Next time, Harold, use a fly swatter.
Posted by: boneguy | June 16, 2008 7:04 PM
If you had stayed at a Holiday Inn last night, you would have better aim.
Posted by: Jason | June 16, 2008 7:17 PM
"Wilfred Brimley, did you hear???! Oatmeal fucks with your brain!"
"What do you mean, 'I'm next'?!?"
"Okay... now this time squeeze the trigger....gently..."
Posted by: Johnny V | June 16, 2008 7:28 PM
Dick Cheney's on the line for you, says he's got some advice as to how to shoot an old man in the face.
Posted by: dstein | June 16, 2008 7:29 PM
"You were liking those GIECO commercials way too much and I tried to warn you...and now it's too late."
Posted by: J. Brown | June 16, 2008 7:33 PM
"Jesus, what a mess! And now you're going to shoot yourself? Huh."
"Oh, for Chrissake, Harold! You're supposed to gun down dozens of innocent people, then turn the gun on yourself. How hard can this be, when 13-year-olds who couldn't find a clitoris with a GPS can figure it out?"
Posted by: Rubrick | June 16, 2008 8:07 PM
"At first, I thought this was just a cry for help. But now that I compare it to the cry for help that your next-door neighbor gave when she heard the gunshots, I can see the difference."

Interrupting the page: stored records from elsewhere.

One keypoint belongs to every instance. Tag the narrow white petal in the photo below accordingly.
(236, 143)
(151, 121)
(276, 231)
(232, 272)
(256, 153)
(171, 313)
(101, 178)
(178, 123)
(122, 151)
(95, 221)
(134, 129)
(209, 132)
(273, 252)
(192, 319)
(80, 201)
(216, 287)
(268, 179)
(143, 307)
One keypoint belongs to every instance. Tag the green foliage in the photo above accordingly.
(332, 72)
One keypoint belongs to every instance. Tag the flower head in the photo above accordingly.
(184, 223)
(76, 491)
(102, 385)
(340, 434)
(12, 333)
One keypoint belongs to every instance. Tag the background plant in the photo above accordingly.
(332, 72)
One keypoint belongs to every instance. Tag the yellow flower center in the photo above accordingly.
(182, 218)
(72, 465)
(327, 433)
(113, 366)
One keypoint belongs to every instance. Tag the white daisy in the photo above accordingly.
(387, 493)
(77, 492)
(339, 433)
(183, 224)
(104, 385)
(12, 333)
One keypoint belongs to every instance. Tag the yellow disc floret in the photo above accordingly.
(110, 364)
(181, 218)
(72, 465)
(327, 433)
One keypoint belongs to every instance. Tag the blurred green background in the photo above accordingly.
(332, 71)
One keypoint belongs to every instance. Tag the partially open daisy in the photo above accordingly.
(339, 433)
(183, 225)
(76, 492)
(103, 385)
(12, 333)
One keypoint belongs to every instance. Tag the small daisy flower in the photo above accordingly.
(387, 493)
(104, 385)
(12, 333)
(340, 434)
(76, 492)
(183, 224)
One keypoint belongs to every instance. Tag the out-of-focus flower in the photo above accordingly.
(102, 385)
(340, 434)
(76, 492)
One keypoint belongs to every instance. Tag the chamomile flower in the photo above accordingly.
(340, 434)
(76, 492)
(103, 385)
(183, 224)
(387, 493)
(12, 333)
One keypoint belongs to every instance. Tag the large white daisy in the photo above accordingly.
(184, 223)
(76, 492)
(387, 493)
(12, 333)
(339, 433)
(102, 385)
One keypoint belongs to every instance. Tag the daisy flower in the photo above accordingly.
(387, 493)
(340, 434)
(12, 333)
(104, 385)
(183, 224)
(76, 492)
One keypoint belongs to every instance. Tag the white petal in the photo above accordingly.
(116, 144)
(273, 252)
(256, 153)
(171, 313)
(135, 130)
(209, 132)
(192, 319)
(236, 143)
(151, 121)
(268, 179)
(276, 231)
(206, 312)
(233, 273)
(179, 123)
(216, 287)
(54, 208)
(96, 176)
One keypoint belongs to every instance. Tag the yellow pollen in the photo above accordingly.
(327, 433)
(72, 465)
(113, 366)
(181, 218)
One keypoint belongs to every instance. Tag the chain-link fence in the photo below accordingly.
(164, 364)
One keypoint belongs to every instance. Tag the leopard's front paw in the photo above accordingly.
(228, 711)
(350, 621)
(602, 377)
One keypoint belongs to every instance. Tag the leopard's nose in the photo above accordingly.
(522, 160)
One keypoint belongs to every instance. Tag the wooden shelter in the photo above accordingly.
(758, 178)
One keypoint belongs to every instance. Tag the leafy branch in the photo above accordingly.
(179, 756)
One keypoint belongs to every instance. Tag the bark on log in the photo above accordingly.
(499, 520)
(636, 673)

Posted by: Rubrick | June 16, 2008 8:09 PM
"Good God ! It IS all so awfully depressing, isn't it ?! So 'Alain', almost ! So '1956' ! Is that 'naugehyde' or 'polyester'? ....Ick !"
Posted by: Von Go | June 16, 2008 8:21 PM
Nice shooting Annie Oakley. You just neutralized Mr. Crosby's scrotum in 3B.
Posted by: boneguy | June 16, 2008 8:32 PM
"See, Walter? I told you you'd regret doing 'Grumpier Old Men.'"
"I don't care what the mirror said, you're pretty Goddamned fair in my book!"
"Well I think that 'Grampa, why don't you just kill yourself!' is a perfectly reasonable response to receiving a birthday card with a nickel taped inside."
"Are you making that face because of the mess on the floor, or the mess in your pants?"
Posted by: Howard | June 16, 2008 8:38 PM
[Nice shooting Annie Oakley. You just neutralized Mr. Crosby's scrotum in 3B.]
:)
Posted by: Another Anonymous | June 16, 2008 8:42 PM
You're sweating, so the muzzle keeps slipping off your temple. Let me turn on the air conditioner.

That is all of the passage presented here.